Дом Строгановых имел опять-таки свои особенности. Граф, живший долгое время в Париже, усвоил там навыки, которые представляли резкую противоположность с его старыми московскими привычками. В его доме говорили о Вольтере, о Дидро, о парижском театре, обсуждали достоинства картин великих мастеров, собранных графом в своем доме в большом количестве – и, наряду с этим, здесь же накрывался огромный стол, и к обеду являлись гости без всякого приглашения, прислуживала целая вереница рабов, а беспорядок в делах выдавал происхождение этих сибирских богатств.
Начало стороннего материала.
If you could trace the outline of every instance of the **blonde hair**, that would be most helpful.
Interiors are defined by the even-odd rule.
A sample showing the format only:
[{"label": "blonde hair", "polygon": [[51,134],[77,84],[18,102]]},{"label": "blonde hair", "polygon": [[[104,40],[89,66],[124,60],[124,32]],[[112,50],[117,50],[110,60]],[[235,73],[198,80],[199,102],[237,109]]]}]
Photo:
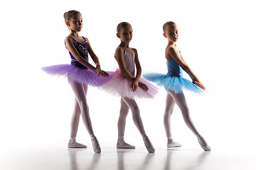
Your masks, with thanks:
[{"label": "blonde hair", "polygon": [[74,16],[75,16],[78,13],[81,14],[79,11],[75,11],[75,10],[71,10],[71,11],[64,13],[63,16],[65,18],[65,22],[69,21],[70,20],[70,18],[73,17]]},{"label": "blonde hair", "polygon": [[129,24],[129,23],[127,22],[122,22],[122,23],[119,23],[118,25],[117,25],[117,33],[119,33],[121,30],[122,28],[124,28],[124,27],[127,27],[127,26],[130,26],[132,27],[132,25]]},{"label": "blonde hair", "polygon": [[163,26],[163,30],[164,32],[165,31],[165,29],[166,29],[166,27],[169,26],[173,26],[176,24],[173,21],[168,21],[166,23],[165,23]]}]

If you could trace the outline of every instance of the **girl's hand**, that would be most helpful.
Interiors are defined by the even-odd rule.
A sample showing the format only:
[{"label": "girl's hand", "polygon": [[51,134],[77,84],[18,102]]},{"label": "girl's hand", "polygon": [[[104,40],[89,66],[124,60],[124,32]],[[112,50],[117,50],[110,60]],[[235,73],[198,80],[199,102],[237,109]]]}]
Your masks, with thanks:
[{"label": "girl's hand", "polygon": [[139,82],[139,86],[145,91],[147,91],[149,90],[149,88],[146,86],[146,84],[143,83]]},{"label": "girl's hand", "polygon": [[109,74],[103,70],[101,71],[100,75],[104,76],[109,76]]},{"label": "girl's hand", "polygon": [[199,80],[193,79],[193,84],[196,84],[203,90],[206,90],[205,86],[203,85],[203,84]]},{"label": "girl's hand", "polygon": [[95,68],[95,73],[98,75],[102,75],[102,70],[100,68],[100,65],[97,65]]},{"label": "girl's hand", "polygon": [[139,86],[139,81],[134,79],[132,83],[132,91],[135,91],[138,86]]}]

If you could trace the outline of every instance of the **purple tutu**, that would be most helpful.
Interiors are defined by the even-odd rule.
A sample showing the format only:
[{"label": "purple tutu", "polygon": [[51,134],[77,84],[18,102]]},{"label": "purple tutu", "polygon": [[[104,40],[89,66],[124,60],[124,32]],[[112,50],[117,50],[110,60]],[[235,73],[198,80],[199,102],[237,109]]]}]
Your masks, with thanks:
[{"label": "purple tutu", "polygon": [[114,73],[108,72],[109,76],[97,76],[89,69],[80,69],[71,64],[58,64],[41,68],[43,71],[53,76],[64,76],[78,83],[92,86],[100,86],[111,79]]},{"label": "purple tutu", "polygon": [[112,75],[112,79],[100,87],[101,89],[109,92],[115,96],[127,97],[131,99],[137,98],[152,98],[158,93],[158,88],[150,84],[143,78],[139,79],[139,81],[146,84],[149,88],[147,91],[138,87],[135,91],[132,91],[132,81],[124,77],[119,69]]}]

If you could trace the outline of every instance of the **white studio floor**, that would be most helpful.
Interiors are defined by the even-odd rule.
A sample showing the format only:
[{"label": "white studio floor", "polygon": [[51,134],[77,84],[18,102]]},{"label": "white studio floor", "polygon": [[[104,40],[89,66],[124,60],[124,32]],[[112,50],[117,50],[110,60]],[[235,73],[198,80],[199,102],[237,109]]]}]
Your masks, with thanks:
[{"label": "white studio floor", "polygon": [[188,170],[256,169],[255,152],[156,147],[149,154],[142,147],[135,149],[102,147],[101,154],[87,149],[31,147],[0,153],[0,169],[6,170]]}]

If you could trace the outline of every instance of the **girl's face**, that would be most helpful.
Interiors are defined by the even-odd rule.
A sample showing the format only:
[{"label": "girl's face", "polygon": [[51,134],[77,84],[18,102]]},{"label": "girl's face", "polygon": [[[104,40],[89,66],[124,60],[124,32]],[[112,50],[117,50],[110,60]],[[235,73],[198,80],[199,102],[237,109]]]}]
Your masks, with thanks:
[{"label": "girl's face", "polygon": [[69,28],[75,32],[80,32],[82,28],[82,18],[81,14],[78,13],[68,21]]},{"label": "girl's face", "polygon": [[176,24],[167,26],[163,34],[168,40],[176,42],[178,38],[178,27]]},{"label": "girl's face", "polygon": [[120,38],[121,41],[129,43],[132,39],[132,28],[131,26],[122,28],[117,36]]}]

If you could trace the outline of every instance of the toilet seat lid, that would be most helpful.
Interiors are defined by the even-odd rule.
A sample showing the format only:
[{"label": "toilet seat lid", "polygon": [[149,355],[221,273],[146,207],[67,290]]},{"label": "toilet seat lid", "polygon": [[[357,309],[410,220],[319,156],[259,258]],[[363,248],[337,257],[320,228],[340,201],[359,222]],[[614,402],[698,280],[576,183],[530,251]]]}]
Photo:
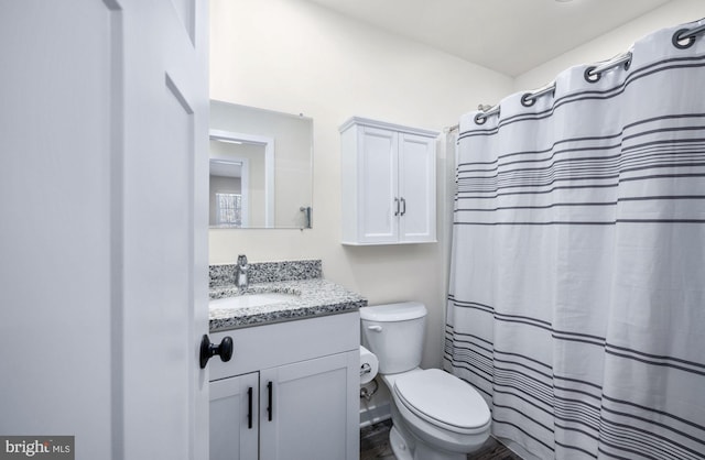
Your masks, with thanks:
[{"label": "toilet seat lid", "polygon": [[490,421],[482,396],[466,382],[440,369],[400,376],[394,382],[394,393],[416,416],[451,431],[474,434]]}]

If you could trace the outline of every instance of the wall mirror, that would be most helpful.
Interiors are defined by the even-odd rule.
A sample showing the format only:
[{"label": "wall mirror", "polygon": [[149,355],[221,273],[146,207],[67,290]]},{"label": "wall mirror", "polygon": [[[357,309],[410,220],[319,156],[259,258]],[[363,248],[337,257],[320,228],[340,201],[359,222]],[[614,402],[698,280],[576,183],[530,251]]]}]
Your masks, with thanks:
[{"label": "wall mirror", "polygon": [[313,120],[210,101],[210,228],[312,228]]}]

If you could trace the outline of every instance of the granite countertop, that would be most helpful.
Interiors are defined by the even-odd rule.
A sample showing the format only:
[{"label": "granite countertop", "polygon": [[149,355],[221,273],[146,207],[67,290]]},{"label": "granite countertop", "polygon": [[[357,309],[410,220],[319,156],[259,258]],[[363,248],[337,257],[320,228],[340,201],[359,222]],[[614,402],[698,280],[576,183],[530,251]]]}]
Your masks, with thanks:
[{"label": "granite countertop", "polygon": [[[365,297],[321,277],[253,283],[243,294],[261,293],[294,294],[297,297],[247,308],[212,308],[210,331],[356,311],[367,305]],[[238,295],[240,293],[235,285],[219,285],[210,288],[210,299]]]}]

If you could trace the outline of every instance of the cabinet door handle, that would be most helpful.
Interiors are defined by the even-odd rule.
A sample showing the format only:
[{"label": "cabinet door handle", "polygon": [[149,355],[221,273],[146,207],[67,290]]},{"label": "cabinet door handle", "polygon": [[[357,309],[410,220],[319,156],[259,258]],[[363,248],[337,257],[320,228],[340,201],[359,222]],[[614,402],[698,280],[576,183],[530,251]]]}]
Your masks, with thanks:
[{"label": "cabinet door handle", "polygon": [[247,428],[252,429],[252,387],[247,388]]},{"label": "cabinet door handle", "polygon": [[269,419],[269,421],[272,421],[272,393],[273,393],[273,388],[272,388],[272,382],[268,382],[267,383],[267,393],[268,393],[268,399],[267,399],[267,418]]}]

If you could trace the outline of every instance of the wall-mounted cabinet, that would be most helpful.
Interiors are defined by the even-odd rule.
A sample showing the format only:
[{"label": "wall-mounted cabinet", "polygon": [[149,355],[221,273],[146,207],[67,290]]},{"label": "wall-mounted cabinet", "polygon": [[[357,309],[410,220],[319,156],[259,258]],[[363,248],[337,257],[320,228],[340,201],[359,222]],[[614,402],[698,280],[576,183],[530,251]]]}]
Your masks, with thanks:
[{"label": "wall-mounted cabinet", "polygon": [[359,117],[340,127],[343,244],[436,241],[437,135]]}]

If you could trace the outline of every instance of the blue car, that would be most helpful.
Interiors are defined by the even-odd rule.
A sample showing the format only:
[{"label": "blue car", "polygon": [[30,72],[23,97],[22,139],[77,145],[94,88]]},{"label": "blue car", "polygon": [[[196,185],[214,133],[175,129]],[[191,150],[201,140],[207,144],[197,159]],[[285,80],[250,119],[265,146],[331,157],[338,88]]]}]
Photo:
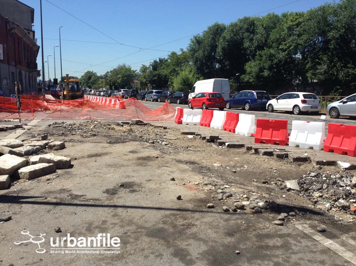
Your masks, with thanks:
[{"label": "blue car", "polygon": [[242,90],[225,101],[226,109],[242,108],[266,109],[266,104],[271,99],[269,94],[263,90]]}]

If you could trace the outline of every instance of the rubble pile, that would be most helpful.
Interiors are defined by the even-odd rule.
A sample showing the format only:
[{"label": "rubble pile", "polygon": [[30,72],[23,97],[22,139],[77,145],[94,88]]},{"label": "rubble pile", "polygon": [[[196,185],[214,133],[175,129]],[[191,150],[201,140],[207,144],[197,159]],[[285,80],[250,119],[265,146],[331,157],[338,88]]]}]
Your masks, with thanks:
[{"label": "rubble pile", "polygon": [[[347,171],[309,172],[297,181],[300,191],[294,193],[307,197],[318,208],[356,215],[356,177],[353,174]],[[277,184],[283,189],[292,190],[284,182]]]}]

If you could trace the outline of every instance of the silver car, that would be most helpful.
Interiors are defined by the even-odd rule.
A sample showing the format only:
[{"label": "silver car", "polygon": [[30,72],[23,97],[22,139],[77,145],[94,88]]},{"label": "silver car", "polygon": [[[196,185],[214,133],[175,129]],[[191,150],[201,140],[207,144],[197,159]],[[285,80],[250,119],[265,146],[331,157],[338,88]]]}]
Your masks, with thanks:
[{"label": "silver car", "polygon": [[331,118],[341,116],[356,116],[356,94],[328,105],[326,113]]}]

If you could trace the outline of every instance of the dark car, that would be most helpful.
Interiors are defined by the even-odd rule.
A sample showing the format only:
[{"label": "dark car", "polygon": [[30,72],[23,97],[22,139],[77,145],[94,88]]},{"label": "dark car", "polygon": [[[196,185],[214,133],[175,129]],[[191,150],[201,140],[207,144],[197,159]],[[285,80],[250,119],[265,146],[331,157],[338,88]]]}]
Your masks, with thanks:
[{"label": "dark car", "polygon": [[167,98],[167,101],[170,104],[177,102],[178,104],[187,104],[188,102],[189,92],[178,92]]},{"label": "dark car", "polygon": [[143,101],[145,100],[145,98],[146,96],[146,94],[148,92],[146,90],[141,90],[140,93],[136,96],[136,99],[137,100],[141,100]]},{"label": "dark car", "polygon": [[163,92],[159,96],[158,98],[158,102],[166,101],[167,100],[167,98],[169,96],[173,95],[174,93],[174,92],[172,90],[166,90],[165,92]]},{"label": "dark car", "polygon": [[128,99],[132,97],[136,97],[138,94],[138,91],[137,90],[127,90],[127,91],[125,92],[123,98],[124,99]]},{"label": "dark car", "polygon": [[225,101],[226,109],[242,108],[265,109],[267,102],[271,99],[269,94],[263,90],[242,90]]},{"label": "dark car", "polygon": [[105,93],[105,95],[104,95],[105,97],[111,97],[112,95],[112,93],[114,92],[113,90],[108,90]]}]

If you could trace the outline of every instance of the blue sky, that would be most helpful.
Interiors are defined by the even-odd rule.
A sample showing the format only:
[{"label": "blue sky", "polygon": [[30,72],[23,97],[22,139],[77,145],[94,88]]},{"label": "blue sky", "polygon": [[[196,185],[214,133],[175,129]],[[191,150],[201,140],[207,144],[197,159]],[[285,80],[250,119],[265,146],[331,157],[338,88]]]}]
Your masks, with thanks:
[{"label": "blue sky", "polygon": [[[216,21],[228,24],[239,18],[252,15],[289,3],[293,0],[48,1],[121,43],[146,48],[197,34]],[[22,1],[35,9],[34,29],[37,43],[41,45],[40,0],[22,0]],[[287,11],[305,11],[326,2],[322,0],[300,0],[259,15],[263,16],[268,12],[280,14]],[[104,74],[106,71],[123,63],[130,65],[134,69],[138,70],[142,64],[148,65],[154,59],[164,57],[169,53],[164,51],[179,51],[180,48],[185,49],[190,38],[153,48],[164,51],[140,51],[137,48],[118,44],[47,0],[42,0],[42,5],[44,61],[47,61],[47,55],[52,55],[49,60],[49,76],[52,79],[54,76],[53,46],[59,44],[59,41],[49,39],[59,39],[58,29],[60,26],[63,26],[61,29],[61,38],[63,76],[68,73],[80,77],[88,70],[95,71],[99,74]],[[57,47],[55,49],[56,57],[58,59],[56,62],[56,76],[58,78],[61,73],[59,49]],[[41,56],[40,50],[37,59],[40,69]],[[100,65],[90,66],[99,64]],[[47,79],[47,63],[45,65]]]}]

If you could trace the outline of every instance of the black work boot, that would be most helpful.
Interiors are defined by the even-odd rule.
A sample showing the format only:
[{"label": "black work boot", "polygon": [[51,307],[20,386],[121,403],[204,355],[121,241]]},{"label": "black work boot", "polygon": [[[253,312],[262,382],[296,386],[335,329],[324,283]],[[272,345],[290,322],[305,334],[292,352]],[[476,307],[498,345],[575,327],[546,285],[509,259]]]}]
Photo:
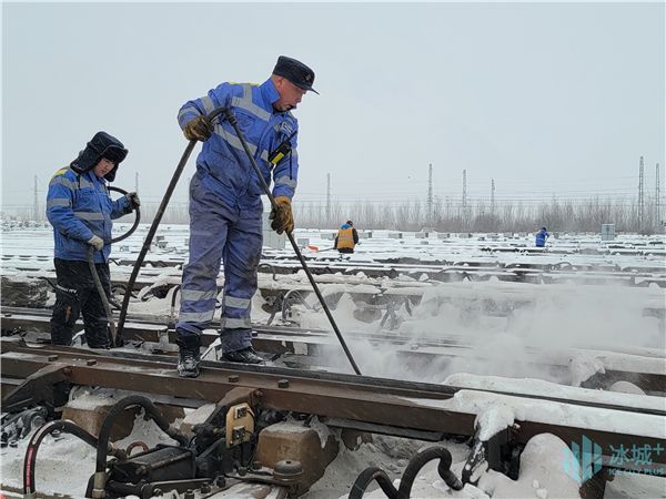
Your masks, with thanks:
[{"label": "black work boot", "polygon": [[256,355],[256,352],[254,352],[254,348],[252,347],[243,348],[242,350],[226,352],[225,354],[222,354],[222,360],[239,364],[265,364],[264,359]]},{"label": "black work boot", "polygon": [[199,339],[178,342],[178,375],[181,378],[195,378],[199,376],[199,363],[201,353],[199,352]]}]

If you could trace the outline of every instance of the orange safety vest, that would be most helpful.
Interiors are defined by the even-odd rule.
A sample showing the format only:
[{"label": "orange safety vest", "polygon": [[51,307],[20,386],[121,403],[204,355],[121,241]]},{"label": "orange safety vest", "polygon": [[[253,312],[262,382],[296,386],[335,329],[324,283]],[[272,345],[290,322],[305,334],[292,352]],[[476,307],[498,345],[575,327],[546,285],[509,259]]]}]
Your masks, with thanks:
[{"label": "orange safety vest", "polygon": [[342,247],[349,247],[351,249],[354,249],[355,244],[353,231],[353,227],[341,228],[340,231],[337,231],[337,249]]}]

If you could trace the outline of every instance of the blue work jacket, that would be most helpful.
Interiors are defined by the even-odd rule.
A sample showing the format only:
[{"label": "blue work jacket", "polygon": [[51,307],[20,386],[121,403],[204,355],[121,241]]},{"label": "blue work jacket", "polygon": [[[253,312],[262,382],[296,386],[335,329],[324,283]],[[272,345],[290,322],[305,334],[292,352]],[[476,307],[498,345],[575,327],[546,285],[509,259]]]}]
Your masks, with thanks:
[{"label": "blue work jacket", "polygon": [[94,252],[94,262],[108,262],[111,253],[112,218],[131,213],[130,201],[122,196],[112,201],[107,181],[92,170],[77,173],[71,167],[56,172],[49,183],[47,217],[53,225],[54,256],[88,262],[88,241],[97,235],[104,248]]},{"label": "blue work jacket", "polygon": [[[222,83],[208,95],[188,101],[178,114],[181,129],[198,115],[208,115],[215,108],[231,106],[248,146],[266,182],[273,176],[273,196],[293,197],[299,156],[296,138],[299,122],[291,112],[273,110],[280,94],[269,79],[261,85],[253,83]],[[213,135],[203,143],[196,159],[196,169],[203,184],[216,193],[229,206],[261,208],[260,195],[264,194],[234,129],[220,115],[214,121]],[[296,133],[294,133],[296,132]],[[292,152],[273,169],[269,156],[287,140]]]}]

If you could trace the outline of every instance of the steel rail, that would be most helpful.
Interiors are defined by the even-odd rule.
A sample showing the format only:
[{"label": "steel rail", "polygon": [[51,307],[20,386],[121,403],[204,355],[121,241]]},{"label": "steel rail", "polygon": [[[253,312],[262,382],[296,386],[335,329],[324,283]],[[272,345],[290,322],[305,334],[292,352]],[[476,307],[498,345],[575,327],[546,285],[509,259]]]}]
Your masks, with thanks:
[{"label": "steel rail", "polygon": [[[164,376],[175,376],[175,358],[170,356],[159,356],[154,354],[140,354],[140,353],[127,353],[120,350],[90,350],[84,348],[73,348],[65,346],[27,346],[21,340],[7,339],[0,340],[0,353],[3,364],[0,366],[3,376],[12,376],[13,371],[9,370],[11,367],[6,369],[4,363],[13,365],[14,359],[11,355],[6,354],[20,354],[20,355],[38,355],[41,357],[51,357],[59,363],[64,360],[77,363],[80,360],[94,360],[97,363],[109,363],[118,366],[125,366],[132,370],[138,364],[144,366],[151,366],[155,370],[162,373]],[[20,357],[19,357],[20,358]],[[46,365],[46,364],[44,364]],[[290,379],[301,379],[303,383],[311,381],[313,384],[341,384],[345,387],[366,387],[371,390],[382,391],[389,390],[401,393],[402,396],[408,398],[442,398],[448,399],[453,397],[457,391],[483,391],[495,395],[504,395],[509,397],[521,397],[528,399],[554,401],[559,404],[568,404],[574,406],[584,406],[592,408],[619,410],[624,413],[638,413],[654,416],[662,416],[666,418],[666,409],[654,409],[648,407],[634,407],[634,406],[619,406],[614,404],[602,404],[582,399],[566,399],[561,397],[541,396],[533,394],[524,394],[519,391],[506,391],[506,390],[493,390],[485,388],[467,388],[467,387],[455,387],[443,384],[428,384],[420,381],[405,381],[398,379],[377,378],[371,376],[352,376],[342,373],[324,373],[324,371],[310,371],[303,369],[293,369],[286,367],[276,366],[254,366],[254,365],[239,365],[233,363],[223,361],[202,361],[201,366],[205,368],[205,371],[212,373],[213,376],[226,376],[230,371],[234,374],[246,374],[254,377],[266,378],[280,377]],[[42,366],[43,367],[43,366]],[[322,387],[325,393],[325,389]],[[428,395],[430,394],[430,395]]]},{"label": "steel rail", "polygon": [[[451,387],[427,386],[424,384],[406,384],[404,381],[369,378],[352,375],[329,375],[290,369],[255,368],[236,365],[218,365],[208,367],[196,379],[179,378],[174,363],[162,358],[147,360],[135,355],[117,353],[110,358],[97,353],[67,352],[60,348],[40,349],[21,347],[13,342],[12,352],[4,348],[2,342],[2,374],[19,375],[32,373],[31,381],[39,379],[40,373],[59,373],[73,385],[93,385],[105,388],[127,389],[131,386],[134,391],[158,394],[173,397],[196,397],[202,400],[216,403],[233,388],[250,389],[249,397],[253,406],[265,409],[294,411],[301,414],[335,418],[340,421],[361,421],[371,425],[380,432],[392,435],[414,430],[416,432],[433,432],[440,439],[447,435],[475,435],[477,415],[470,411],[452,409],[446,404],[453,397]],[[62,380],[62,378],[58,378]],[[20,387],[18,388],[20,390]],[[12,394],[3,399],[11,403]],[[546,403],[547,400],[543,400]],[[568,403],[572,407],[573,404]],[[664,439],[652,436],[652,425],[664,425],[662,415],[642,415],[648,422],[645,435],[626,434],[609,430],[606,420],[622,418],[626,415],[604,405],[604,417],[597,414],[591,418],[591,424],[582,426],[567,425],[565,421],[544,422],[538,415],[527,415],[523,420],[502,430],[508,441],[526,444],[535,435],[549,432],[566,442],[581,441],[583,437],[592,439],[602,448],[604,456],[613,456],[613,449],[632,448],[632,445],[649,446],[652,449],[664,448]],[[588,408],[575,410],[589,410]],[[607,416],[606,416],[607,415]],[[383,430],[382,430],[383,428]],[[408,434],[407,434],[408,435]],[[430,434],[428,434],[430,435]],[[413,437],[416,438],[416,437]],[[666,452],[653,456],[655,466],[666,465]],[[620,465],[622,466],[622,465]]]},{"label": "steel rail", "polygon": [[[2,328],[4,330],[40,330],[46,333],[49,328],[49,312],[46,309],[31,309],[18,307],[1,307]],[[151,320],[149,316],[132,316],[130,324],[127,326],[127,337],[138,342],[149,343],[169,343],[174,344],[175,335],[172,329],[163,323]],[[320,367],[330,365],[325,357],[320,357],[316,352],[322,346],[332,346],[331,335],[326,330],[319,329],[299,329],[287,326],[262,326],[254,325],[255,346],[259,350],[274,355],[289,355],[285,361],[303,366],[306,357],[312,357],[314,363]],[[437,338],[428,336],[422,338],[417,344],[414,344],[410,338],[401,337],[391,334],[376,334],[352,332],[347,333],[351,339],[365,340],[377,343],[387,346],[394,350],[394,354],[405,361],[432,361],[435,358],[457,358],[461,356],[475,356],[471,345],[461,342],[461,337],[452,336]],[[218,335],[202,335],[202,346],[210,346]],[[44,338],[48,340],[48,338]],[[159,348],[158,348],[159,349]],[[538,355],[538,349],[528,349],[529,355]],[[605,350],[604,350],[605,352]],[[653,352],[643,353],[642,350],[617,352],[617,354],[639,355],[650,359],[663,359],[663,356]],[[549,363],[545,365],[543,361],[519,359],[523,364],[538,366],[541,368],[548,367],[562,371],[565,375],[569,366],[568,364]],[[310,363],[310,364],[314,364]],[[307,363],[305,363],[307,364]],[[645,370],[619,370],[607,368],[605,373],[597,374],[585,385],[591,388],[607,386],[617,380],[632,381],[646,391],[666,393],[666,374]]]}]

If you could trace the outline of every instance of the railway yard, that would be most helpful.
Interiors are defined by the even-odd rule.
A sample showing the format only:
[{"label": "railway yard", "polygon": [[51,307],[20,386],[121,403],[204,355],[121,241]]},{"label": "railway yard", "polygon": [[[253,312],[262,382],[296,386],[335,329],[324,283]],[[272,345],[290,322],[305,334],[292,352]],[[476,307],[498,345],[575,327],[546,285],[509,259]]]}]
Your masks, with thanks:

Куракины, Гурьевы и многие другие подражали княгине Долгоруковой; исключение составлял дом княгини Вяземской, который был устроен на собственный образец и принадлежал к особой категории. Эта престарелая дама, вдова генерал-прокурора, высшего государственного сановника в то время, выдала замуж одну из своих дочерей за герцога Серра Каприола, посла в Неаполе, другую – за датского министра и третью – за одного из графов Зубовых.
Среди видной молодежи двое Голицыных, получивших воспитание в Париже, особенно выделялись тем саркастическим умом, который всегда забавляет и привлекает. К ним можно еще прибавить и князя Барятинского, воспитывавшегося так же, как и они, за границей. Это трио было ареопагом гостиных. Горе было тому, кто попадал им на зубок. Бедный простачок, на которого они обрушивались, скоро становился в глазах всех полным глупцом. К ним иногда присоединялся и граф Татищев, бывший позднее послом в Вене, немного старше их.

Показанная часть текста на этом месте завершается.